Since then, Sinaloa has been ravaged by infighting and internal power struggles between “El Chapo’s” sons, known as “Chapitos,” and factions loyal to Ismael “El Mayo” Zambada, who is still in U.S. custody.

But much of that violence is cartel-on-cartel and will not cripple vast swaths of Mexico and its vital tourism industry, as the current situation does, Placido and Felbab-Brown said.

In the case of CJNG, removing El Mencho could slow the rapid expansion of his own cartel within Mexico and internationally. But it is also likely to weaken the Sinaloa cartel in some ways, potentially leading to a bloody turf war across Mexico and even the United States.

Less likely, but still possible scenario: all-out war

A less likely scenario is that the CJNG launches a long war against the Mexican government to avenge the death of its longtime leader.

For the past half-century, Mexican drug cartels and criminal organizations have been in protracted skirmishes over sporadic drug crackdowns. Colombian cartels did the same thing in the 1990s with car bombs, assassinations, and attacks on the military.
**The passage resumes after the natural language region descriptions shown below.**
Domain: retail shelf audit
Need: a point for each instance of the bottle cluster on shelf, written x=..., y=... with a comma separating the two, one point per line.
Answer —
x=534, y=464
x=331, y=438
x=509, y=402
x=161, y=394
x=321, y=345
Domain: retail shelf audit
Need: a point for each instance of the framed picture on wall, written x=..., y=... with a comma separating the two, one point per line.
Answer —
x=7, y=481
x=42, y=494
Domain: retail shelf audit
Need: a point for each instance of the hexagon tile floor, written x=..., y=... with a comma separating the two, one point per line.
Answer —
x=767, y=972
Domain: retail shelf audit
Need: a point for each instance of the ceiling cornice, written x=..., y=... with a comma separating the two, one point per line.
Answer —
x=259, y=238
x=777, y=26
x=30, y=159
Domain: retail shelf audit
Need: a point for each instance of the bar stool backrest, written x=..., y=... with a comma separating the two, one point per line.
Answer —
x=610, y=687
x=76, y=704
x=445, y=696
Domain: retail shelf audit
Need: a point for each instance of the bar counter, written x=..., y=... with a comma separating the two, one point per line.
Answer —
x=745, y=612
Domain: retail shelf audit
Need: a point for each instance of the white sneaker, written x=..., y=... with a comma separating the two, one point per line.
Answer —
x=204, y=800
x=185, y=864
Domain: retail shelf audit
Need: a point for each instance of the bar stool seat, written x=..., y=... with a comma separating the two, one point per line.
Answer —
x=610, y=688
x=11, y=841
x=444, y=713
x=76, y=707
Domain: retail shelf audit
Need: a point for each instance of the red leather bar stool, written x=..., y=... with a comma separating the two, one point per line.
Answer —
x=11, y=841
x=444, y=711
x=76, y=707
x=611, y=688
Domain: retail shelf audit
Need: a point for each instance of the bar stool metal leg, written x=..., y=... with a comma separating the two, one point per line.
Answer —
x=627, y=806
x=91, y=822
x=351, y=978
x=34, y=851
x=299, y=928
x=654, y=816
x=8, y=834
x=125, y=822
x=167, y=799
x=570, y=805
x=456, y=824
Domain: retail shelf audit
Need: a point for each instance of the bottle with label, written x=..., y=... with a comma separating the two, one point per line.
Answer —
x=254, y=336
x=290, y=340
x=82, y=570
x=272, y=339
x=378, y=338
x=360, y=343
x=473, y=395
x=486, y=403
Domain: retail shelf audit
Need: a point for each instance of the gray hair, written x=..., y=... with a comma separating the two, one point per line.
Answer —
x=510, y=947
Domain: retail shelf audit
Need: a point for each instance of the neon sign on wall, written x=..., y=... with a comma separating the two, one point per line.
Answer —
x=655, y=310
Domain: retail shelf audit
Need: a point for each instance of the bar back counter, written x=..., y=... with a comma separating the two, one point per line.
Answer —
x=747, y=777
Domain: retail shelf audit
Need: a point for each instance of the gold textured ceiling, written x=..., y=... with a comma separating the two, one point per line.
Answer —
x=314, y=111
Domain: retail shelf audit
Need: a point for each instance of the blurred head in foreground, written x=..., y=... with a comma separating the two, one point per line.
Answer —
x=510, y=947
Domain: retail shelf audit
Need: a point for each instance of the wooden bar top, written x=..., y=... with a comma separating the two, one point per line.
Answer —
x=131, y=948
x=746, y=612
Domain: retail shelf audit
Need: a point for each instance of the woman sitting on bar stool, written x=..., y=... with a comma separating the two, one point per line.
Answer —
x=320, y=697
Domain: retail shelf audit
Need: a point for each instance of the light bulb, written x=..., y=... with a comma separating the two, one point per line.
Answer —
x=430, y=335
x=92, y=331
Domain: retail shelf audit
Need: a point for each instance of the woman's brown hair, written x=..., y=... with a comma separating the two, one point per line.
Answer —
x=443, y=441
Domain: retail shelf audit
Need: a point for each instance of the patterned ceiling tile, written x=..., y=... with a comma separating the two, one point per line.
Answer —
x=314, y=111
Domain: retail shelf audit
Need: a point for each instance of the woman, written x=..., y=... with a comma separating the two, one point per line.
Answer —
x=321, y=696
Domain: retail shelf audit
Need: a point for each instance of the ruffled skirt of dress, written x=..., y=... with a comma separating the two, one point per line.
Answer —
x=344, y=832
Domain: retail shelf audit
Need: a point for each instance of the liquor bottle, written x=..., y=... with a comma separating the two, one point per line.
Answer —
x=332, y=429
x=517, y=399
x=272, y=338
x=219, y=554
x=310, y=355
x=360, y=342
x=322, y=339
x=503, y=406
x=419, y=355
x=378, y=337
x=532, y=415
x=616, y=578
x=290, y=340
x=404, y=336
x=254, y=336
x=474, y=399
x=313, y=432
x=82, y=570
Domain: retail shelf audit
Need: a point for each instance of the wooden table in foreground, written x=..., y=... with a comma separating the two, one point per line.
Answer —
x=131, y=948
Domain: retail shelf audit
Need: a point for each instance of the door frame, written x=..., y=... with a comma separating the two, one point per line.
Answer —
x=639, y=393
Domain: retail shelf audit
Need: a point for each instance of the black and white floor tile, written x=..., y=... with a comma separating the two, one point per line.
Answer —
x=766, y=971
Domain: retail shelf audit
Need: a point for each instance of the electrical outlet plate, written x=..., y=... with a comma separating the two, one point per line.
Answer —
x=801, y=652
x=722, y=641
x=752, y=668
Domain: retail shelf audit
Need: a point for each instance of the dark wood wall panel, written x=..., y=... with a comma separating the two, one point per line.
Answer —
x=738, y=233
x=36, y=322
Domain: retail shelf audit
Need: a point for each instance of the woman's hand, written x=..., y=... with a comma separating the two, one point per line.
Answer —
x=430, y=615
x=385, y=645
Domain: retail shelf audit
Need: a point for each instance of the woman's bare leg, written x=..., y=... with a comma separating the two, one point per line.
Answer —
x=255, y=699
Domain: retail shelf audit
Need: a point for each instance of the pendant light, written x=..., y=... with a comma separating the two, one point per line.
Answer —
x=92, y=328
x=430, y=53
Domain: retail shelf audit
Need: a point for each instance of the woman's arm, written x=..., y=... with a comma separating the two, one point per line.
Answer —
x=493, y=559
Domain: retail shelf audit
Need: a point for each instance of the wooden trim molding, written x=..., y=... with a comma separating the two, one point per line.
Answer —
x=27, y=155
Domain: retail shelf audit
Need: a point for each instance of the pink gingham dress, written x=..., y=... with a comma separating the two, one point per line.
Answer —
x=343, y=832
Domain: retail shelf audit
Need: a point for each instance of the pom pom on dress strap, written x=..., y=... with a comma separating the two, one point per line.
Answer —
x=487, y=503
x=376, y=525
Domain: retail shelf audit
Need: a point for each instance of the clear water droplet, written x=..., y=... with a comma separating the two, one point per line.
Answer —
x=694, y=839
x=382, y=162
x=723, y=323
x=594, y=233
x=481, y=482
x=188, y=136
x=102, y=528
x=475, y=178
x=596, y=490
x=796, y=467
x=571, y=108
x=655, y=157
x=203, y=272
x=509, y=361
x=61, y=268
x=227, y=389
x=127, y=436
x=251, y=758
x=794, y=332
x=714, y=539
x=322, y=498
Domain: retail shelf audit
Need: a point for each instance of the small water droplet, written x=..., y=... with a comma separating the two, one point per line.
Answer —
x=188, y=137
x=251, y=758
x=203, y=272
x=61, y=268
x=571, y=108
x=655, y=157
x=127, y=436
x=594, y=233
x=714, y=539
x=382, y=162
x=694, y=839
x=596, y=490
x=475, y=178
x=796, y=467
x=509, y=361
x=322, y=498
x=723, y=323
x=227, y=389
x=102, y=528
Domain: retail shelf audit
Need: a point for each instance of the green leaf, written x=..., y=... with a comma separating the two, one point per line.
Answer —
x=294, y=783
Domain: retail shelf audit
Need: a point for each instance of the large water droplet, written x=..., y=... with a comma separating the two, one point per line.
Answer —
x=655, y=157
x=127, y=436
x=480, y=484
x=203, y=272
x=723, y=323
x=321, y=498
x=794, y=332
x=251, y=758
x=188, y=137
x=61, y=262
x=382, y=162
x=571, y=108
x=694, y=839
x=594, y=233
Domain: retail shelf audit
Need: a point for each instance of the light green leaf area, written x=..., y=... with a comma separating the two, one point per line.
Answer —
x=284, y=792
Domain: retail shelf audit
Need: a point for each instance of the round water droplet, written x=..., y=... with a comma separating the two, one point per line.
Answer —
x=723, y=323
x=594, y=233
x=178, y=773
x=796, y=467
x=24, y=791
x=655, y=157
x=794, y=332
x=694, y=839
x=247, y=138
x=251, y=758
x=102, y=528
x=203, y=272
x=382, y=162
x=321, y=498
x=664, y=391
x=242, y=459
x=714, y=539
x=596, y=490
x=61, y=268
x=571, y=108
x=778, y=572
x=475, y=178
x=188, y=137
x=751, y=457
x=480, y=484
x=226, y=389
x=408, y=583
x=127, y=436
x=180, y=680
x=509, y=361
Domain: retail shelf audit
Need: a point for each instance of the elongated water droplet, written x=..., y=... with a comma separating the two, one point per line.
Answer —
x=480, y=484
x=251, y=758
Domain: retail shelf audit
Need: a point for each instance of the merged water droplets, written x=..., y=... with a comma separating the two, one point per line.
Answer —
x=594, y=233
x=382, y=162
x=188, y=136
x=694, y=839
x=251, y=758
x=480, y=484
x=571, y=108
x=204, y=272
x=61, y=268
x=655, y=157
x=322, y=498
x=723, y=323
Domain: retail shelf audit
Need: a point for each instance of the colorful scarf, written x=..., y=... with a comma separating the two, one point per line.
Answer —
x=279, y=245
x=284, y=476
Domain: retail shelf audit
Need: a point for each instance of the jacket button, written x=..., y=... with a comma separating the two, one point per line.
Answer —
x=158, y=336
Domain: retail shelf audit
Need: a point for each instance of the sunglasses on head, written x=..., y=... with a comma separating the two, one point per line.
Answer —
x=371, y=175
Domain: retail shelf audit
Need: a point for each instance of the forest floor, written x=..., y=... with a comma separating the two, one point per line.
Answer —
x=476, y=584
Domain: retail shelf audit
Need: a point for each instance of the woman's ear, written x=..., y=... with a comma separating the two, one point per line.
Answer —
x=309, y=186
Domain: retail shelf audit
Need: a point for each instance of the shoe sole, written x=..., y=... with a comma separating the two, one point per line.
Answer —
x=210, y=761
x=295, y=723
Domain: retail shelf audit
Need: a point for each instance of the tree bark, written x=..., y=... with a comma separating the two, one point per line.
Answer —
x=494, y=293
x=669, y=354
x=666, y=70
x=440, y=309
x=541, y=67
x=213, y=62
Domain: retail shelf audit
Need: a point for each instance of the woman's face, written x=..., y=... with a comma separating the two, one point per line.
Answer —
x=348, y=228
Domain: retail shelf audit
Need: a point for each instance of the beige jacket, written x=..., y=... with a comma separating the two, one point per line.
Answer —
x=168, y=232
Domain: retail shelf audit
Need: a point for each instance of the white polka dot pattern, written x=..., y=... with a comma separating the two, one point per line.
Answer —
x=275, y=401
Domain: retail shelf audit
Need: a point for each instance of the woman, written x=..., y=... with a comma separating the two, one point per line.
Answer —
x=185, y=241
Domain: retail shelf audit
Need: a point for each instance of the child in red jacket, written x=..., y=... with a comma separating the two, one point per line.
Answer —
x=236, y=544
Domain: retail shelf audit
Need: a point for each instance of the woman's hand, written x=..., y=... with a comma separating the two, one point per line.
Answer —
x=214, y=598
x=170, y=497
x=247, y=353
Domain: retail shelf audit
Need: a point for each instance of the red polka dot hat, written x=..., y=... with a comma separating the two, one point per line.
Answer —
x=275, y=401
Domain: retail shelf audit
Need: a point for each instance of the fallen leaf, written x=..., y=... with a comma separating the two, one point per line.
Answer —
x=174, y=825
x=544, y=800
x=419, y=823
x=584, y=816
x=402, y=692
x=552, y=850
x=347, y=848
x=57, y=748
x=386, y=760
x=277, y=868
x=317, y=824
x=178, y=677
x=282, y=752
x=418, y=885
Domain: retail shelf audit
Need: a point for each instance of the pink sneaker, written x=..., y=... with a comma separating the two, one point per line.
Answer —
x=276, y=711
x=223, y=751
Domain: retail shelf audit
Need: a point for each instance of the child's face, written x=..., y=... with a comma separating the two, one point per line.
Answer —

If that happens, the CNJG has heavy weapons and could cause significant damage., Many of the weapons were obtained from American gun manufacturers, according to an investigation by USA TODAY.

Most analysts predict otherwise. Because CJNG, like Sinaloa and other cartels before it, wants to de-escalate tensions with the government so it can focus on its global operations.

“In many ways, this is just a waste of resources. El Mencho is dead, so there is nothing to negotiate, as there was after the arrest of El Chapo’s son,” Felbab-Brown said.

To keep Mexican authorities at bay, she said, a degree of public violence is needed “to show how fearless they are and how they can act with more brazenness, more brutality, more violence than anyone else.”

But ultimately, Placido said, “It’s all about money. It’s always been about money.”